街の至る所に「あの数字」を見かけるようになった。


駅のホームの支柱。誰が書いたのかわからない落書き。地下街の壁。消されかけているのに、また誰かが書き足す。バスの座席の背もたれ。シールになっている。


それらは決して目立たない。気にしなければ、一生気づかない。でも――一度気づくと、どこにでもあるような気がしてくる。


女子高生たちが話していた。

「これ、知ってる?」

「ああ、あれね。意味は知らない」

「でも、なんか持ってると安心するんだよね」


「お守り」と誰かが言った。誰が最初に言い出したのか、誰も覚えていなかった。でも、その言葉が広がっていた。


瞳はカフェテリアで休んでいた。隣の席では、若いサラリーマンたちが話している。


「転職、どうする?」


「なんとなく、やめた」


「え、なんで? 条件いいじゃん」


「わからない。
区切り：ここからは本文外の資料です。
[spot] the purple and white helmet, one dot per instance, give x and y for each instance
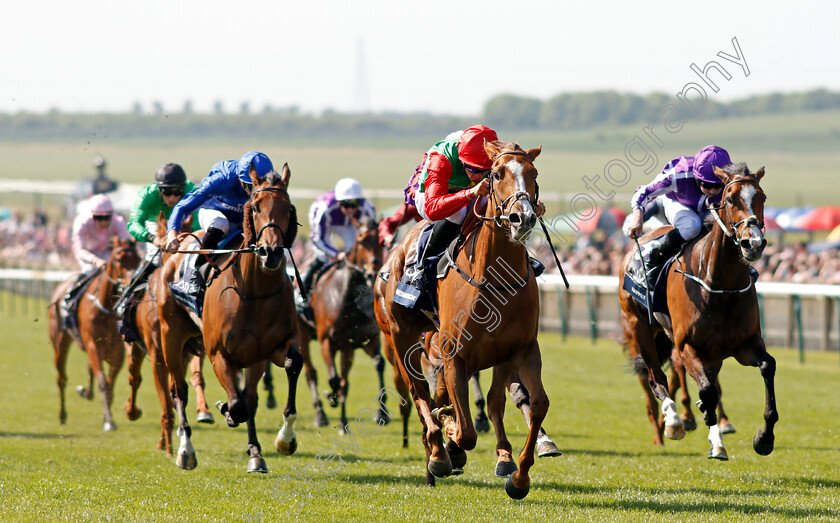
(709, 156)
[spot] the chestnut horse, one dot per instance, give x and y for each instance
(249, 317)
(676, 381)
(488, 320)
(97, 324)
(714, 310)
(342, 303)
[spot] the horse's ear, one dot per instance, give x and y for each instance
(720, 173)
(286, 174)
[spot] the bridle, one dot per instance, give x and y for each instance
(731, 230)
(502, 215)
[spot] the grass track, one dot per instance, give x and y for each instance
(609, 469)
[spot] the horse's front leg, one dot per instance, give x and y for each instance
(347, 354)
(373, 349)
(135, 362)
(528, 365)
(706, 376)
(522, 400)
(235, 410)
(292, 361)
(253, 375)
(505, 466)
(462, 434)
(758, 357)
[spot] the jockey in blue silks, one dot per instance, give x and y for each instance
(220, 201)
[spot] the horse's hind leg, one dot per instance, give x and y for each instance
(135, 362)
(678, 382)
(481, 422)
(505, 465)
(253, 375)
(197, 381)
(286, 440)
(521, 398)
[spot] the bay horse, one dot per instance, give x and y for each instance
(248, 318)
(342, 305)
(488, 320)
(97, 328)
(714, 310)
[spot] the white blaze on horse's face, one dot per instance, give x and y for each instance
(523, 223)
(754, 245)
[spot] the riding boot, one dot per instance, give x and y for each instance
(668, 246)
(211, 240)
(443, 232)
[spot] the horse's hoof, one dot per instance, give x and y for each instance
(726, 428)
(186, 461)
(84, 392)
(515, 492)
(257, 464)
(718, 453)
(458, 457)
(505, 468)
(133, 414)
(763, 443)
(287, 449)
(381, 418)
(482, 424)
(548, 449)
(321, 419)
(677, 432)
(440, 469)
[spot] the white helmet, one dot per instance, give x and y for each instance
(348, 189)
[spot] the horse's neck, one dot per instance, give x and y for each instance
(497, 257)
(720, 263)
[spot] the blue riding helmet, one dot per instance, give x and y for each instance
(260, 162)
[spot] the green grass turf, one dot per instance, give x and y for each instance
(609, 470)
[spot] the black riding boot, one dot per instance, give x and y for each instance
(443, 232)
(668, 246)
(211, 240)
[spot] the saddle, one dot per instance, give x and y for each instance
(180, 285)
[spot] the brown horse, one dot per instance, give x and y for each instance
(676, 381)
(97, 324)
(148, 327)
(342, 303)
(714, 310)
(488, 320)
(249, 317)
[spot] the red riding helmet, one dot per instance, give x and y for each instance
(471, 146)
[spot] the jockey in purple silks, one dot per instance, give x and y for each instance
(331, 213)
(684, 188)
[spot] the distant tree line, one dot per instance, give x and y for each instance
(568, 111)
(589, 109)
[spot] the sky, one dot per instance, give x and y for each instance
(442, 57)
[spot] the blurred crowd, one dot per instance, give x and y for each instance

でも――なんか、違う気がして」


「条件がいいのに?」


「うん。でも――熱がないっていうか」


「熱?」


「自分の熱。これでいいのかなって、なんとなく」


その「なんとなく」を、瞳は聞き逃さなかった。



田中は、小さな書店の前に立っていた。


ベストセラーコーナー。ランキング一位の本。でも――彼の手は、その隣の地味な装丁の本を手に取っていた。理由はわからない。なんとなく、手が伸びた。
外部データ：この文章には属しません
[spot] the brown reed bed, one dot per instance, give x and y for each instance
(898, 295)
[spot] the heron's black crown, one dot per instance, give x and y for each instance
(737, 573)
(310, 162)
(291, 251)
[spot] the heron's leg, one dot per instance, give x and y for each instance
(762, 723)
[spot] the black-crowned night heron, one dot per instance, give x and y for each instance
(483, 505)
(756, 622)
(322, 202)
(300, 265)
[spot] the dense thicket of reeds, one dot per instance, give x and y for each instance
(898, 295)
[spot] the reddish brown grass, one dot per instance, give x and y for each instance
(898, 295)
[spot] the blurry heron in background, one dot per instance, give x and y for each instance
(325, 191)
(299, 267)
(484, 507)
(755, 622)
レジで並んでいると、前にいた女性が「0612」と書かれたストラップをつけていた。


「それ、どこで買ったんですか?」


田中が尋ねると、女性は笑った。


「誰かにもらったんです。意味は知らないんですけど、なんか手放せなくて」


「……わかります」


田中は答えた。本当にわかったかどうかは、自分でもよくわからなかった。でも――なぜか、そう言わずにはいられなかった。



瞳のスマートフォンに、見知らぬ番号からメッセージが届いた。


「集まりませんか。あの数字に『感じた』者たちで」


差出人は名乗らなかった。でも――彼女はそのメッセージを消せなかった。


理由はわからない。


でも――なんとなく。


街の空気が、ほんの少しだけ重くなった気がした。


誰のせいでもない。何のせいでもない。でも――確かに、何かが変わろうとしていた。



田中は自分の指先を見た。まだ熱い。その熱は、自分のものなのか誰かのものなのか。もうわからない。でも――彼はその熱を手放したくなかった。



瞳は窓の外を見た。誰かが立っている。誰かが見ている。気のせいかもしれない。でも――もし気のせいじゃなかったら。


その日、街のあちこちで、誰かが立ち止まった。誰かが考えた。誰かが「なんとなく」を口にした。


誰も説明できなかった。でも――それが「伝線」というものだった。